Bad Vilbel. „Einer Flüchtlingssiedlung steht es gut an, nicht zu vergessen, dass Hass und Krieg sowie Flucht und Vertreibung schon 1933 anfingen“, heißt es in der Presseerklärung der Evangelischen Heilig-Geist-Gemeinde, Am Kreuz 2, die für Mittwoch, 21. Mai, anlässlich der 60-Jahrfeier seit der Gründung zur Veranstaltung „Dankbarkeit und Gedächtnis“ einlädt. Um 19.30 Uhr wird die Dankestafel enthüllt, um 20 Uhr liest der Schriftsteller und Musiker Michael Wieck aus seinem Lebensbericht, erzählt von seiner Verfolgung als Jude in Königsberg und seiner Internierung als Deutscher durch die Sowjets. Wiechs Erinnerungen erschienen in vielen Auflagen und Übersetzungen. Siegfried Lenz schrieb darüber: „Die Urteile, die er fällt – über die Mächtigen und ihre Mitläufer, über Opfer und Sieger – offenbaren einen eindrucksvollen Geist der Gerechtigkeit.“

Musikalisch eingeleitet werden beide Veranstaltungen durch das Musikschul-Ensemble „Ascolta!“, das Klezmer-Musik spielen wird.

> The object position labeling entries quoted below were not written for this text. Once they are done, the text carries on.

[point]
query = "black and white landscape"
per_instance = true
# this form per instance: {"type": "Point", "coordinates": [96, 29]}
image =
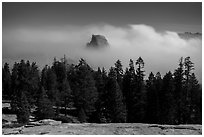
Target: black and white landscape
{"type": "Point", "coordinates": [102, 68]}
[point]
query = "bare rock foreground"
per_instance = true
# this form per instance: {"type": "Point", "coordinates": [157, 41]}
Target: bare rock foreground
{"type": "Point", "coordinates": [106, 129]}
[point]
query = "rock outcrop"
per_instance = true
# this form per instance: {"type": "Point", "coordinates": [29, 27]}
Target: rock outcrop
{"type": "Point", "coordinates": [98, 41]}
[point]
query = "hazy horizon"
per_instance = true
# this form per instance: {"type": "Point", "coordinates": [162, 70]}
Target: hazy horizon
{"type": "Point", "coordinates": [41, 31]}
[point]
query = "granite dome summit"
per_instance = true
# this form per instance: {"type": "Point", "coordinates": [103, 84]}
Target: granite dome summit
{"type": "Point", "coordinates": [98, 41]}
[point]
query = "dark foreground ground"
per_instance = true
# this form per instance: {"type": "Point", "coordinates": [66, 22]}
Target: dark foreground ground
{"type": "Point", "coordinates": [106, 129]}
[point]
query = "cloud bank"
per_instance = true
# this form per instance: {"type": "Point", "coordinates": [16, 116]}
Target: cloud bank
{"type": "Point", "coordinates": [159, 50]}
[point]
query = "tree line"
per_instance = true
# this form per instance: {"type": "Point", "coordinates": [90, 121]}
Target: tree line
{"type": "Point", "coordinates": [116, 96]}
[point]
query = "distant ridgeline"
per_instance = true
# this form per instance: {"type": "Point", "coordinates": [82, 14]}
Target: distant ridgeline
{"type": "Point", "coordinates": [98, 41]}
{"type": "Point", "coordinates": [190, 35]}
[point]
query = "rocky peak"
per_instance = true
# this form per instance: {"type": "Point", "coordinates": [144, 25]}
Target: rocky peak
{"type": "Point", "coordinates": [98, 41]}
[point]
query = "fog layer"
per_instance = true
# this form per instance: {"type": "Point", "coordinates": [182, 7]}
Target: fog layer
{"type": "Point", "coordinates": [160, 50]}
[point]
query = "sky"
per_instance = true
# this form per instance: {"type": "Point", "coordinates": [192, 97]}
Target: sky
{"type": "Point", "coordinates": [41, 31]}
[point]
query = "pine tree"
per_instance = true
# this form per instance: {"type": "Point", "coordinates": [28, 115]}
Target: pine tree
{"type": "Point", "coordinates": [178, 92]}
{"type": "Point", "coordinates": [195, 93]}
{"type": "Point", "coordinates": [152, 98]}
{"type": "Point", "coordinates": [119, 72]}
{"type": "Point", "coordinates": [116, 107]}
{"type": "Point", "coordinates": [86, 93]}
{"type": "Point", "coordinates": [23, 109]}
{"type": "Point", "coordinates": [188, 67]}
{"type": "Point", "coordinates": [6, 82]}
{"type": "Point", "coordinates": [101, 104]}
{"type": "Point", "coordinates": [139, 105]}
{"type": "Point", "coordinates": [44, 106]}
{"type": "Point", "coordinates": [129, 90]}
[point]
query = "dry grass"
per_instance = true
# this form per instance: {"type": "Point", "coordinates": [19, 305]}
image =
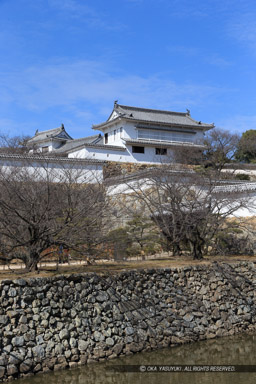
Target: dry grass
{"type": "Point", "coordinates": [115, 267]}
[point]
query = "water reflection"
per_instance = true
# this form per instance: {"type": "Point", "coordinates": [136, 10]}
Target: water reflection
{"type": "Point", "coordinates": [237, 350]}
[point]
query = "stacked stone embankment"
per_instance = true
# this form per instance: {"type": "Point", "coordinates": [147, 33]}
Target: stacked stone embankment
{"type": "Point", "coordinates": [52, 323]}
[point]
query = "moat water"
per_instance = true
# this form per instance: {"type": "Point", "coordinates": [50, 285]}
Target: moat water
{"type": "Point", "coordinates": [227, 351]}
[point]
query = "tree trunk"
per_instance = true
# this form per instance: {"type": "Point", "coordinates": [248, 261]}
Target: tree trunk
{"type": "Point", "coordinates": [196, 250]}
{"type": "Point", "coordinates": [31, 262]}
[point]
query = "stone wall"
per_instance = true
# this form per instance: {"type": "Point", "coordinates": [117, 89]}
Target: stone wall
{"type": "Point", "coordinates": [52, 323]}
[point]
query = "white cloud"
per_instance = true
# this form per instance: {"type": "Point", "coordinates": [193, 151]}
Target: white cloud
{"type": "Point", "coordinates": [238, 123]}
{"type": "Point", "coordinates": [70, 85]}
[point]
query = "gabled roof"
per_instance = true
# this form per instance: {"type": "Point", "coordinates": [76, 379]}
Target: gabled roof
{"type": "Point", "coordinates": [161, 143]}
{"type": "Point", "coordinates": [153, 116]}
{"type": "Point", "coordinates": [56, 133]}
{"type": "Point", "coordinates": [78, 143]}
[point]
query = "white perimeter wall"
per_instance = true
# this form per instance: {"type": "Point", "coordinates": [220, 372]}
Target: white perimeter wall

Als einer der zwei letzten Juden überlebt Michael Wieck das Kriegsende 1945 in Königsberg. 1928 dort geboren, wuchs er als Sohn einer jüdischen Mutter und eines christlichen Vaters auf. Nach der Machtübernahme der Nazis wurde er mit seiner jüdischen Gemeinde diskriminiert und verfolgt. Lange vor den Kirchen und Häusern der Christen wurden in Königsberg das jüdische Gotteshaus und die jüdische Schule zerstört, die Gemeindemitglieder verfolgt. Kaum einer überlebte. Nach der Befreiung von den Nazis war der jüdische Deutsche nur noch ein Deutscher und wurde von den Sowjets interniert. Sein Leiden als Jude bis 1945 wurden ignoriert. Erst 1948, gelang es ihm, Ostpreußen zu verlassen. Nun konnte er seinen Wunsch erfüllen und wurde Musiker, brachte es zum ersten Konzertmeisters des Kammerorchesters und des Radiosymphonieorchesters Stuttgart.

Auf dem Heilsberg können keine Stolpersteine wie in der Kernstadt verlegt werden, da auf dem früheren Truppenübungsplatz bis 1945 überhaupt niemand wohnte. Deshalb beschloss die Evangelische Heilig-Geist-Gemeinde Heilsberg, eine Gedenktafel für die ersten Opfer der deutschen Diktatur anzubringen. (sam)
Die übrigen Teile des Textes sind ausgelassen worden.